Но тогда Рома ничего этого не понимал. Он просто почувствовал, что у него и у этой женщины, манящей и пугающей одновременно, есть кое-что общее. Общая душевная боль, одинаковый сбой в узоре студенистой слизи, заменяющей людям электрические контуры, которыми думают компьютеры. Впервые за много лет Рома почувствовал, что встретил по-настоящему близкого человека.
– В психотесте я убила собственную внучку, – сказала Елена. – Я выполняла задание, это была обычная террор-операция, я не понимала ее сути, просто знала, что должна убивать всех, кого увижу. Одной из жертв была моя внучка. Я убила ее и только потом поняла, что наделала.
Рома ожидал, что будет продолжение, но Елена замолчала.
– И что? – спросил Рома. – Что было дальше?
– Ничего не было. Я выпала из виртуальности. Компьютер убедился, что я очнулась, и сказал, что мое присутствие в текущем времени недопустимо. Он потребовал, чтобы я села в летающую тарелку и немедленно вернулась обратно в свое время. А если я откажусь, мне придется драться с тысячей роботов одновременно, а этого даже мне не выдержать.
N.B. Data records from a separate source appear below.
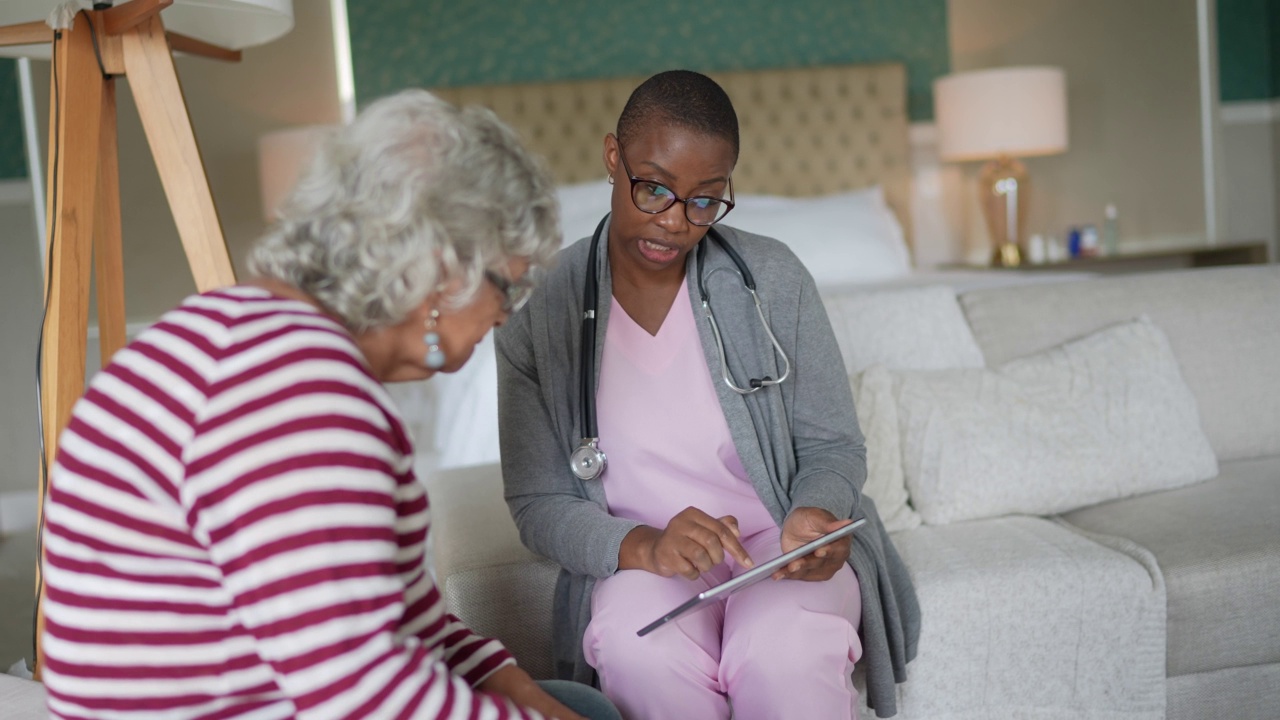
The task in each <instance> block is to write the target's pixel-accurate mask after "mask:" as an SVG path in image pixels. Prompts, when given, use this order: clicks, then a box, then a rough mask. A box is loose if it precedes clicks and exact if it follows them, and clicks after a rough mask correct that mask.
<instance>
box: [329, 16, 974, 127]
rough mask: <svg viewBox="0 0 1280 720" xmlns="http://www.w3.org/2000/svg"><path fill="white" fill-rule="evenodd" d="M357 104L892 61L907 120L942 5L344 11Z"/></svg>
mask: <svg viewBox="0 0 1280 720" xmlns="http://www.w3.org/2000/svg"><path fill="white" fill-rule="evenodd" d="M347 13H348V19H349V23H351V45H352V60H353V64H355V72H356V94H357V99H358V100H360V101H361V102H366V101H369V100H371V99H374V97H378V96H381V95H385V94H388V92H393V91H396V90H401V88H404V87H413V86H419V87H451V86H460V85H492V83H507V82H538V81H558V79H584V78H596V77H614V76H627V74H636V76H643V74H650V73H654V72H659V70H664V69H671V68H689V69H696V70H703V72H716V70H739V69H762V68H792V67H808V65H831V64H847V63H867V61H879V60H897V61H901V63H904V64H905V65H906V73H908V78H909V79H908V82H909V85H910V94H909V113H910V117H911V119H913V120H927V119H931V118H933V95H932V91H931V87H932V83H933V79H934V78H936V77H938V76H941V74H946V73H947V72H948V69H950V64H951V63H950V49H948V45H947V12H946V0H840V1H835V0H786V1H778V0H739V1H736V3H708V1H696V0H692V1H691V0H678V1H677V0H652V1H649V3H608V1H600V0H347Z"/></svg>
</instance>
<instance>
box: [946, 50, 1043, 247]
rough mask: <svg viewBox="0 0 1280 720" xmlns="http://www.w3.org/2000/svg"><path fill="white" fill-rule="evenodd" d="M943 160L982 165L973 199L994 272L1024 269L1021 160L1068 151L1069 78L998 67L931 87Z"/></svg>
mask: <svg viewBox="0 0 1280 720" xmlns="http://www.w3.org/2000/svg"><path fill="white" fill-rule="evenodd" d="M933 104H934V114H936V117H937V127H938V155H940V156H941V159H942V160H948V161H968V160H987V163H986V164H984V165H983V167H982V170H980V172H979V173H978V192H979V199H980V204H982V211H983V217H984V218H986V220H987V229H988V231H989V232H991V240H992V245H993V250H992V260H991V261H992V265H1000V266H1016V265H1019V264H1020V263H1021V256H1023V254H1021V242H1020V241H1021V237H1023V229H1024V225H1025V223H1027V205H1028V199H1029V195H1030V193H1029V192H1028V174H1027V167H1025V165H1023V164H1021V163H1020V161H1019V160H1018V159H1019V158H1033V156H1037V155H1056V154H1059V152H1064V151H1066V76H1065V74H1064V72H1062V70H1061V69H1060V68H1043V67H1025V68H995V69H987V70H974V72H965V73H952V74H948V76H945V77H941V78H938V79H936V81H934V82H933Z"/></svg>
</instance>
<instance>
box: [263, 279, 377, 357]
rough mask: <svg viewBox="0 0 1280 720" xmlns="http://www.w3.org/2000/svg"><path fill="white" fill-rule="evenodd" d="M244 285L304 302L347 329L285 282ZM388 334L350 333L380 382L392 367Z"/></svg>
mask: <svg viewBox="0 0 1280 720" xmlns="http://www.w3.org/2000/svg"><path fill="white" fill-rule="evenodd" d="M246 284H250V286H253V287H260V288H262V290H265V291H268V292H270V293H271V295H274V296H276V297H285V299H289V300H297V301H300V302H306V304H307V305H311V306H312V307H315V309H316V310H319V311H320V313H321V314H324V315H325V316H326V318H329V319H332V320H333V322H335V323H338V324H339V325H342V327H343V328H346V327H347V325H346V323H343V322H342V318H339V316H338V315H334V314H333V311H330V310H329V309H328V307H325V305H324V304H323V302H320V301H319V300H316V299H315V297H312V296H311V295H310V293H307V292H305V291H302V290H300V288H297V287H293V286H292V284H289V283H287V282H283V281H278V279H271V278H256V279H252V281H248V282H247V283H246ZM347 332H348V333H351V329H349V328H348V329H347ZM389 334H390V333H387V332H385V331H384V329H381V328H376V329H371V331H365V332H362V333H360V334H356V333H351V340H352V341H355V343H356V347H358V348H360V354H361V355H364V357H365V363H366V364H367V365H369V370H370V372H371V373H372V375H374V377H375V378H379V379H380V380H381V379H383V378H385V377H387V373H388V372H389V368H390V366H392V365H393V361H392V360H393V357H392V347H393V343H392V338H390V337H389Z"/></svg>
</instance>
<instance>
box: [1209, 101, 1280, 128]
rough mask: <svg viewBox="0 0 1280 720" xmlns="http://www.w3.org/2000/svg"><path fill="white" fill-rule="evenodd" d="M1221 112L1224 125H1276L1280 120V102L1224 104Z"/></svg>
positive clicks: (1256, 102)
mask: <svg viewBox="0 0 1280 720" xmlns="http://www.w3.org/2000/svg"><path fill="white" fill-rule="evenodd" d="M1219 111H1220V115H1219V117H1220V118H1222V124H1228V126H1248V124H1263V123H1274V122H1276V120H1280V100H1248V101H1242V102H1222V104H1221V105H1220V110H1219Z"/></svg>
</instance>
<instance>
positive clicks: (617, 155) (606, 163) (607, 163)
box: [604, 132, 620, 178]
mask: <svg viewBox="0 0 1280 720" xmlns="http://www.w3.org/2000/svg"><path fill="white" fill-rule="evenodd" d="M618 167H620V163H618V137H617V136H616V135H613V133H612V132H611V133H608V135H605V136H604V172H605V173H607V174H608V177H611V178H616V177H618Z"/></svg>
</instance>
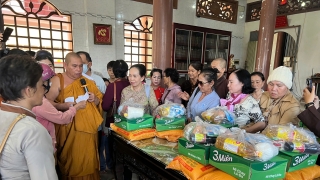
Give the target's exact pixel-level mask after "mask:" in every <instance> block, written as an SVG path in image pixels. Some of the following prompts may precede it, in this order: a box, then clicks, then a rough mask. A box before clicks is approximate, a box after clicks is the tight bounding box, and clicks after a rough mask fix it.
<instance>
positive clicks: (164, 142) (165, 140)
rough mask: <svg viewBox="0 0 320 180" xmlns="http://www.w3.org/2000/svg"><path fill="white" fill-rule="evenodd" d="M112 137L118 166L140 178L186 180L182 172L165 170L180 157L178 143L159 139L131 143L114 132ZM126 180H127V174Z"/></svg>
mask: <svg viewBox="0 0 320 180" xmlns="http://www.w3.org/2000/svg"><path fill="white" fill-rule="evenodd" d="M111 137H112V139H113V153H114V159H116V160H115V163H116V165H117V163H121V164H122V165H123V166H124V168H128V169H129V170H130V171H132V172H133V173H135V174H137V175H138V176H139V178H141V179H155V180H164V179H169V180H173V179H179V180H180V179H181V180H183V179H186V177H185V176H184V175H183V174H182V173H181V172H178V171H175V170H171V169H165V167H166V165H167V164H168V163H169V162H171V161H172V159H173V158H174V157H175V156H177V155H178V149H177V143H170V142H168V141H166V140H161V139H159V138H151V139H146V140H140V141H133V142H130V141H128V140H126V139H124V138H123V137H122V136H120V135H118V134H117V133H115V132H113V131H112V132H111ZM165 141H166V142H167V143H166V142H165ZM115 167H117V166H115ZM124 179H127V178H126V174H125V173H124Z"/></svg>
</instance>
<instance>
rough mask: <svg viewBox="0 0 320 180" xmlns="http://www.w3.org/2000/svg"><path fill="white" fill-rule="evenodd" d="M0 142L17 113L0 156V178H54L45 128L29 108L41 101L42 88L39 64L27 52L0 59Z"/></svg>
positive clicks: (53, 178) (48, 133)
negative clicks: (24, 114)
mask: <svg viewBox="0 0 320 180" xmlns="http://www.w3.org/2000/svg"><path fill="white" fill-rule="evenodd" d="M0 77H1V78H0V93H1V96H2V98H3V103H2V106H1V110H0V132H1V133H0V142H3V140H4V135H5V133H6V132H8V129H9V126H10V124H11V123H12V122H13V121H14V120H15V119H16V118H17V117H18V116H19V115H20V114H25V117H24V118H22V119H21V120H20V121H18V122H17V123H16V125H15V126H14V127H13V129H12V131H11V134H10V136H9V137H8V139H7V141H6V143H5V146H4V148H3V150H2V152H1V157H0V174H1V176H2V178H3V179H19V180H30V179H34V180H42V179H58V177H57V174H56V170H55V162H54V157H53V147H52V143H51V142H52V140H51V137H50V135H49V133H48V131H47V130H46V129H45V128H44V127H43V126H42V125H41V124H40V123H38V122H37V120H36V119H35V118H36V116H35V114H34V113H33V112H32V111H31V109H32V108H33V107H35V106H39V105H41V104H42V98H43V95H44V92H45V88H44V86H43V80H42V68H41V66H40V65H39V64H38V63H36V62H35V61H34V60H33V59H32V58H31V57H30V56H18V55H9V56H7V57H4V58H2V59H1V60H0Z"/></svg>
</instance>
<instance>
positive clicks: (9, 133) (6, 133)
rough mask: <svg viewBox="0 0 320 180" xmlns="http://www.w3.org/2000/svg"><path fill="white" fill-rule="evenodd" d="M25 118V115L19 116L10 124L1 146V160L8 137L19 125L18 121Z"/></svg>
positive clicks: (19, 114)
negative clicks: (16, 125)
mask: <svg viewBox="0 0 320 180" xmlns="http://www.w3.org/2000/svg"><path fill="white" fill-rule="evenodd" d="M25 117H26V115H25V114H19V116H18V117H16V118H15V119H14V121H13V122H12V123H11V124H10V126H9V129H8V131H7V133H6V134H5V136H4V138H3V140H2V143H1V145H0V158H1V153H2V150H3V148H4V145H5V144H6V142H7V140H8V137H9V135H10V133H11V131H12V129H13V127H14V126H15V125H16V124H17V122H18V121H20V120H21V119H23V118H25ZM1 179H2V178H1V174H0V180H1Z"/></svg>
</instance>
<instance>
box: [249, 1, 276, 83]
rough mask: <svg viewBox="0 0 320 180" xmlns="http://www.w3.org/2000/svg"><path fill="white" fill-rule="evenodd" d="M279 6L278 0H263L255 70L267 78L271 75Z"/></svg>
mask: <svg viewBox="0 0 320 180" xmlns="http://www.w3.org/2000/svg"><path fill="white" fill-rule="evenodd" d="M277 8H278V0H264V1H262V6H261V16H260V26H259V37H258V48H257V54H256V64H255V71H260V72H262V73H263V74H264V76H265V78H266V79H267V78H268V76H269V69H270V58H271V53H272V42H273V35H274V26H275V22H276V17H277Z"/></svg>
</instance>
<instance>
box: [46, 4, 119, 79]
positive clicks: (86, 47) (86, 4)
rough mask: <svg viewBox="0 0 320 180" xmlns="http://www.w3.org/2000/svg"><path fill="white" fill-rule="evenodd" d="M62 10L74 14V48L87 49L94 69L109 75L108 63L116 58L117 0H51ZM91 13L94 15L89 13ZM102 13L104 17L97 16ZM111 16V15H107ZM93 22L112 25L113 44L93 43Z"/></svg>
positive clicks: (84, 50) (72, 21)
mask: <svg viewBox="0 0 320 180" xmlns="http://www.w3.org/2000/svg"><path fill="white" fill-rule="evenodd" d="M50 2H51V3H53V4H54V5H55V6H56V7H57V8H58V9H59V10H60V11H62V12H64V13H69V14H71V15H72V32H73V46H74V47H73V49H74V51H75V52H77V51H87V52H89V53H90V56H91V58H92V61H93V70H94V71H99V72H101V73H103V75H104V76H105V77H107V70H106V66H107V63H108V62H109V61H111V60H113V59H115V57H116V54H115V47H116V43H117V42H116V41H115V39H114V37H115V35H116V32H115V20H114V19H113V18H114V16H115V0H90V1H89V0H76V1H61V0H50ZM87 13H91V14H92V15H88V14H87ZM96 15H101V16H103V17H104V18H101V17H96ZM107 16H109V17H107ZM93 23H98V24H110V25H112V38H113V39H112V45H95V44H94V43H93Z"/></svg>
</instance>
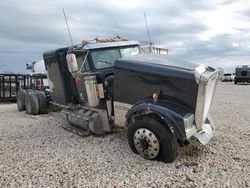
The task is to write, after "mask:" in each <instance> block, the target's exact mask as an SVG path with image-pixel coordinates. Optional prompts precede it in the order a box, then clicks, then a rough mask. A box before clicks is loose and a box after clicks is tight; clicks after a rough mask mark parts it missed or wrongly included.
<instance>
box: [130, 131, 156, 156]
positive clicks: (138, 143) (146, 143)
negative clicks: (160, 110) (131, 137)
mask: <svg viewBox="0 0 250 188" xmlns="http://www.w3.org/2000/svg"><path fill="white" fill-rule="evenodd" d="M134 145H135V148H136V150H137V151H138V152H139V154H140V155H141V156H143V157H144V158H147V159H154V158H155V157H156V156H157V155H158V154H159V151H160V143H159V140H158V139H157V137H156V136H155V134H154V133H153V132H151V131H150V130H148V129H145V128H140V129H137V130H136V131H135V134H134Z"/></svg>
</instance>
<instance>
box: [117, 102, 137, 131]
mask: <svg viewBox="0 0 250 188" xmlns="http://www.w3.org/2000/svg"><path fill="white" fill-rule="evenodd" d="M132 106H133V105H131V104H127V103H123V102H117V101H114V111H115V114H114V115H115V125H116V126H118V127H124V125H125V123H126V114H127V112H128V111H129V109H130V108H131V107H132Z"/></svg>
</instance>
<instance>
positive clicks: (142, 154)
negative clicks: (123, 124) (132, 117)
mask: <svg viewBox="0 0 250 188" xmlns="http://www.w3.org/2000/svg"><path fill="white" fill-rule="evenodd" d="M128 142H129V145H130V147H131V149H132V151H133V152H135V153H139V154H140V155H141V156H142V157H144V158H146V159H150V160H153V159H155V160H159V161H163V162H167V163H170V162H173V161H175V159H176V153H177V149H176V145H177V144H176V139H175V136H174V135H173V133H172V132H171V130H170V128H169V127H167V125H164V124H163V123H161V122H160V121H159V120H158V118H157V117H154V116H142V117H139V118H137V119H136V120H135V121H134V122H131V123H130V124H129V126H128Z"/></svg>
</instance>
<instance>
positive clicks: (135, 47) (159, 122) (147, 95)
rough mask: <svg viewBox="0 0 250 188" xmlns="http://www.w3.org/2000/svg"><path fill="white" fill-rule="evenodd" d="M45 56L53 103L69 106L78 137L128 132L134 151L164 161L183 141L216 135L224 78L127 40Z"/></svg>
mask: <svg viewBox="0 0 250 188" xmlns="http://www.w3.org/2000/svg"><path fill="white" fill-rule="evenodd" d="M152 51H153V50H152ZM43 57H44V62H45V66H46V70H47V76H48V80H49V85H50V91H51V97H52V101H53V103H54V104H57V105H60V106H62V107H63V108H64V110H63V112H64V114H65V118H66V119H67V121H68V122H69V124H68V125H64V127H65V128H67V129H69V130H71V131H74V132H76V133H78V134H81V135H83V136H88V135H90V134H97V135H103V134H106V133H108V132H112V130H113V129H114V128H115V127H127V133H128V142H129V145H130V147H131V149H132V151H133V152H135V153H139V154H140V155H141V156H142V157H144V158H146V159H156V160H161V161H164V162H173V161H174V160H175V159H176V153H177V146H176V145H177V143H184V142H186V141H187V140H188V139H190V138H191V137H193V138H195V139H197V140H199V141H200V142H201V143H203V144H207V143H208V141H209V140H210V139H211V138H212V137H213V129H214V127H213V124H212V121H211V117H210V115H209V109H210V106H211V104H212V99H213V95H214V91H215V87H216V84H217V80H218V76H219V72H218V71H217V70H215V69H213V68H212V67H207V66H203V65H197V64H193V63H189V62H186V61H184V60H180V59H176V58H173V57H169V56H166V55H161V54H155V53H143V50H142V49H141V48H140V43H139V42H137V41H125V40H123V39H121V38H118V40H116V39H101V40H100V39H96V40H95V41H92V42H91V41H84V42H83V43H82V44H80V45H76V46H72V47H66V48H60V49H57V50H54V51H49V52H45V53H44V55H43Z"/></svg>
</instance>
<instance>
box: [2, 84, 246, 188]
mask: <svg viewBox="0 0 250 188" xmlns="http://www.w3.org/2000/svg"><path fill="white" fill-rule="evenodd" d="M211 113H212V117H213V118H214V123H215V125H216V126H217V130H216V132H215V136H214V138H213V139H212V140H211V141H210V142H209V144H208V145H206V146H202V145H200V144H199V143H197V142H196V141H191V143H190V144H189V145H188V146H186V147H179V148H178V150H179V153H178V158H177V160H176V162H174V163H171V164H165V163H162V162H156V161H149V160H145V159H143V158H141V157H140V156H139V155H136V154H133V153H132V151H131V150H130V148H129V146H128V144H127V140H126V131H125V130H122V129H120V130H117V131H116V132H115V133H113V134H109V135H106V136H103V137H93V136H90V137H87V138H83V137H80V136H78V135H75V134H73V133H71V132H68V131H66V130H65V129H63V128H62V127H61V125H62V124H64V123H65V121H64V120H62V118H61V114H60V112H53V113H50V114H47V115H39V116H30V115H27V114H25V113H24V112H18V111H17V108H16V104H1V105H0V187H32V186H33V187H73V186H75V187H114V186H116V187H249V186H250V183H249V180H250V158H249V157H250V147H249V144H250V85H234V84H233V83H231V82H230V83H219V85H218V87H217V91H216V95H215V97H214V102H213V106H212V109H211Z"/></svg>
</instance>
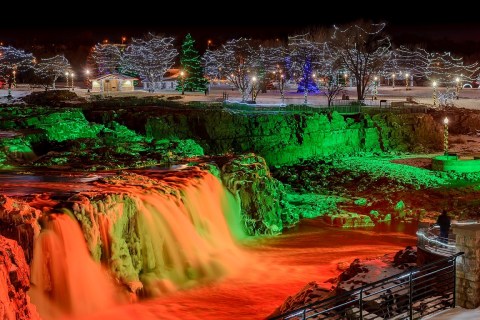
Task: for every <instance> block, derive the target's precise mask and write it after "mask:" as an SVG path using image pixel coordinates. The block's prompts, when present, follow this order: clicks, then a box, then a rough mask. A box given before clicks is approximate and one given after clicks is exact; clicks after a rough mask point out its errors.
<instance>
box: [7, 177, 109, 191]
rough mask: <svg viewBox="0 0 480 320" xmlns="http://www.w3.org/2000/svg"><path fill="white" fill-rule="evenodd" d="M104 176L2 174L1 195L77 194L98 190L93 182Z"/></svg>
mask: <svg viewBox="0 0 480 320" xmlns="http://www.w3.org/2000/svg"><path fill="white" fill-rule="evenodd" d="M101 177H102V176H100V175H92V174H84V175H80V174H76V175H65V174H50V173H49V174H42V173H35V174H16V173H1V174H0V193H1V194H5V195H7V196H26V195H31V194H36V193H52V194H63V193H72V192H73V193H76V192H85V191H94V190H97V189H98V188H96V187H95V186H93V185H92V182H94V181H97V180H98V179H100V178H101Z"/></svg>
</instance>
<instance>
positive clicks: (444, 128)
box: [443, 117, 448, 156]
mask: <svg viewBox="0 0 480 320" xmlns="http://www.w3.org/2000/svg"><path fill="white" fill-rule="evenodd" d="M443 124H444V127H443V152H444V154H445V155H446V156H448V118H447V117H445V119H443Z"/></svg>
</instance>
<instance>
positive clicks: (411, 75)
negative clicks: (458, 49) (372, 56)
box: [390, 46, 479, 87]
mask: <svg viewBox="0 0 480 320" xmlns="http://www.w3.org/2000/svg"><path fill="white" fill-rule="evenodd" d="M392 60H393V61H394V62H391V63H390V65H393V66H394V67H395V68H397V69H396V70H400V72H399V74H400V73H401V72H403V76H404V77H405V74H409V76H411V77H413V76H416V77H420V78H426V79H429V80H431V81H436V82H437V83H438V84H443V85H446V86H447V87H449V86H451V85H453V84H455V83H456V79H457V78H458V80H459V81H460V80H472V78H473V75H474V74H475V73H476V72H477V71H478V69H479V67H478V63H474V64H469V65H465V64H464V63H463V59H462V58H457V57H454V56H453V55H452V54H451V53H450V52H443V53H438V52H428V51H427V50H425V49H422V48H414V49H409V48H407V47H405V46H401V47H400V48H398V49H396V50H395V51H394V52H393V59H392ZM393 72H394V73H395V72H396V71H393Z"/></svg>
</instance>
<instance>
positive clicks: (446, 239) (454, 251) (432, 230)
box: [417, 225, 456, 256]
mask: <svg viewBox="0 0 480 320" xmlns="http://www.w3.org/2000/svg"><path fill="white" fill-rule="evenodd" d="M448 234H449V237H448V239H445V238H442V237H440V226H438V225H433V226H430V227H428V228H419V229H418V231H417V247H419V248H421V249H424V250H426V251H429V252H432V253H435V254H439V255H442V256H450V255H452V254H455V252H456V247H455V236H454V235H453V234H452V232H449V233H448Z"/></svg>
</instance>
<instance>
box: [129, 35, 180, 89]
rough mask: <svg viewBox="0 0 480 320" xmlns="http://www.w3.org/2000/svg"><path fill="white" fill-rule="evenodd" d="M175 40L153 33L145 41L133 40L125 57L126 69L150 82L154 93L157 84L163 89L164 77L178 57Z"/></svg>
mask: <svg viewBox="0 0 480 320" xmlns="http://www.w3.org/2000/svg"><path fill="white" fill-rule="evenodd" d="M174 40H175V39H174V38H172V37H163V36H157V35H154V34H152V33H149V34H148V35H147V36H145V37H144V38H143V39H132V43H131V44H130V45H129V46H128V48H127V49H126V50H125V53H124V56H123V66H124V68H125V69H126V70H129V71H132V72H134V73H136V74H138V75H139V76H140V77H141V78H142V79H143V80H144V81H145V80H146V81H148V82H149V83H150V89H152V90H153V91H155V86H154V84H155V83H156V82H158V83H159V86H160V88H161V83H162V80H163V75H164V74H165V73H166V72H167V71H168V69H170V68H171V67H172V66H173V63H174V62H175V58H176V56H177V55H178V51H177V50H176V49H175V48H174V45H173V42H174Z"/></svg>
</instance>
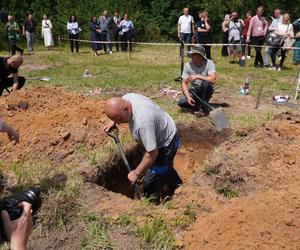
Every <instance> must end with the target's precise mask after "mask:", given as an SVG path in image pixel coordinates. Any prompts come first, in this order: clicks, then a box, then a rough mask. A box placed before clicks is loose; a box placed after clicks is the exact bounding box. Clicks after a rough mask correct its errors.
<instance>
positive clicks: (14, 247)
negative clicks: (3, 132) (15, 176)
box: [0, 118, 41, 250]
mask: <svg viewBox="0 0 300 250" xmlns="http://www.w3.org/2000/svg"><path fill="white" fill-rule="evenodd" d="M0 132H4V133H6V134H7V136H8V138H9V140H11V141H15V142H16V143H18V142H19V134H18V132H17V131H16V130H15V129H14V128H12V127H10V126H9V125H7V124H6V123H5V122H4V121H3V120H2V119H1V118H0ZM40 206H41V199H40V191H39V190H38V189H36V188H29V189H27V190H25V191H23V192H22V193H20V194H19V195H16V196H12V197H9V198H5V199H1V200H0V212H1V220H0V230H1V231H0V233H1V234H2V235H3V233H4V235H3V236H4V237H5V238H6V239H7V240H8V241H10V249H11V250H24V249H26V244H27V241H28V238H29V235H30V233H31V231H32V225H33V222H32V213H33V212H35V211H37V210H38V209H39V208H40Z"/></svg>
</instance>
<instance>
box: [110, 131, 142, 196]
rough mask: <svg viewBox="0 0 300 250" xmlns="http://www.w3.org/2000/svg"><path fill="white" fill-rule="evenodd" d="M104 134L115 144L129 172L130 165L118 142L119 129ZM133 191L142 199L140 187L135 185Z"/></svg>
mask: <svg viewBox="0 0 300 250" xmlns="http://www.w3.org/2000/svg"><path fill="white" fill-rule="evenodd" d="M106 134H107V135H108V136H109V137H111V138H113V139H114V141H115V143H116V144H117V147H118V150H119V152H120V154H121V156H122V159H123V161H124V164H125V166H126V168H127V170H128V172H130V171H131V167H130V164H129V162H128V160H127V158H126V155H125V152H124V149H123V147H122V145H121V142H120V139H119V129H118V127H117V126H114V127H112V128H111V129H110V130H109V131H108V132H106ZM135 190H136V192H137V194H138V195H139V197H140V199H142V197H143V194H142V191H141V189H140V187H139V186H138V185H137V184H135Z"/></svg>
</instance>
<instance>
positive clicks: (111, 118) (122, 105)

Он очень испугался.
– Кто?
– Компьютер.
– Москомп?
– Думаешь, психотест проводил он?
– А кто?
– У меня сложилось впечатление, – сказала Елена, – что в двадцать шестом веке обычные домашние компьютеры тоже интеллектуальные. Они обращаются к москомпу только в самых сложных случаях, когда не могут сами принять решение. Мне показалось, что мой домашний компьютер проводил психотест самостоятельно.
– Неважно, – махнул рукой Рома. – Какая разница, кто что проводил? Все равно мы с тобой во всем этом сами не разберемся. Можно еще один личный вопрос?
Елена улыбнулась:
– Боюсь даже предположить, что это будет за вопрос. Твоему воображению можно только позавидовать.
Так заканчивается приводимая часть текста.